A few days back, the Spanish Parliament, responding to a request by the caretaker government of the Socialist (PSOE) Pedro Sanchez, passed a decree that will let the ruling executive shut down any computer network it deems a threat to national security without having to first get an order from a judge.
The new law, which puts the country in the civil rights league of places like China and Turkey, was passed thanks to the abstention of Podemos, that darling party of so-many US and European "progressives", and over the objections the ERC, the center-right Basque Nationalist Party (PNV) the leftist Basque nationalist party Bildu, the moderate Valencian nationalist party Compromis, and the supposedly dangerous conservative Catalan nationalist party now led by Torra.
That Navarro seeks to obviate all of these important developments within what used to be CiU by using the name of the long-defunct party, with its associated whiff of past corruption, is beyond cynical.
I wish I could say that Navarro is alone in recurring to the above-mentioned tricks, but he is not.
There are certain factions of the both the Spanish and Catalan lefts, people who, more often than not, cut their teeth on fairly orthodox conceptions of Marxism, who hold that Catalan nationalism is, and always will be, both the chosen handmaiden and preferred tactical smokescreen of the country’s perpetually greedy bourgeoisie.
As is the case all successfully deceptive political messages, this trope contains important elements of truth.
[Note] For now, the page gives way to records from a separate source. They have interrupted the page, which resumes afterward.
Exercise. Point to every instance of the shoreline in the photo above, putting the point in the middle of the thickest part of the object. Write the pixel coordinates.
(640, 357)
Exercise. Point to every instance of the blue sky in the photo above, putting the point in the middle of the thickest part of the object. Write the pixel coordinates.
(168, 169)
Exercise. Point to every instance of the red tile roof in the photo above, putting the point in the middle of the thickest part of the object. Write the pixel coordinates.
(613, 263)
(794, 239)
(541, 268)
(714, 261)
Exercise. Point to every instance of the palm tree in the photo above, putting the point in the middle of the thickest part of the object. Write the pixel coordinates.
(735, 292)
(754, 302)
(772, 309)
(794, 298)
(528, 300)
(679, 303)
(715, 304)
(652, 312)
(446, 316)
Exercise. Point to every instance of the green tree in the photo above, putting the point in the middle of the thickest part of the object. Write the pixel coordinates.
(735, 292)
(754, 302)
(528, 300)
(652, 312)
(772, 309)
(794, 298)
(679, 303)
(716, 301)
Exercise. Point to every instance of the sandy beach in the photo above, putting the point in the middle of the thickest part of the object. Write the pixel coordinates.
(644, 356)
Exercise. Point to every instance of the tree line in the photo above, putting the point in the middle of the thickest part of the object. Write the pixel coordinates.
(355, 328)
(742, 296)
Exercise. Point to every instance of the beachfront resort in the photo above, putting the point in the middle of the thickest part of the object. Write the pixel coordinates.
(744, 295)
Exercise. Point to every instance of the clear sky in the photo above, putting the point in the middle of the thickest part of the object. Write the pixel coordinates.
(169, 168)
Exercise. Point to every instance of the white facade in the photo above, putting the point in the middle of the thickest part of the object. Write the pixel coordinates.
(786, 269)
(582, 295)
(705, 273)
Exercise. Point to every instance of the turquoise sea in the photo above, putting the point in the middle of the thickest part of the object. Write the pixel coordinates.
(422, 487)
The early Catalan movement was indeed a mostly bourgeois movement propelled, at least in its initial moments, by a desire to protect bourgeois interests. That said, this bourgeois movement has, from its beginning in the late 19th century, always been shadowed by, and in intermittent conflict with, a much more grass roots and artisan-class variant of the nationalist ideology. And in certain periods of history, like the period between 1923 and 1939, and I would suggest 2010 and the present, the outlook of this other, much more civic, egalitarian and progressive brand of Catalan nationalism has been hegemonic within the movement, something that so-called "rightists" like Puigdemont and Torra have been quick to grasp and adjust to.
However, for some people, the fact that certain symbolic "leopards" – leopards that have been highly useful over the years in keeping the troops in line and maintaining one’s sense of moral superiority – might indeed be capable of changing their spots, is profoundly disconcerting.
So, they just ignore the new possibilities these transformations may hold, and instead tell the same old and reassuring stories to themselves and others over and over and over again.
Thomas S. Harrington is professor of Hispanic Studies at Trinity College in Hartford, Connecticut and the author of Public Intellectuals and Nation Building in the Iberian Peninsula, 1900–1925: The Alchemy of Identity (Bucknell University Press, 2014) and A Citizen’s Democracy in Authoritarian Times: An American View on the Catalan Drive for Independence (University of Valencia Press, 2018).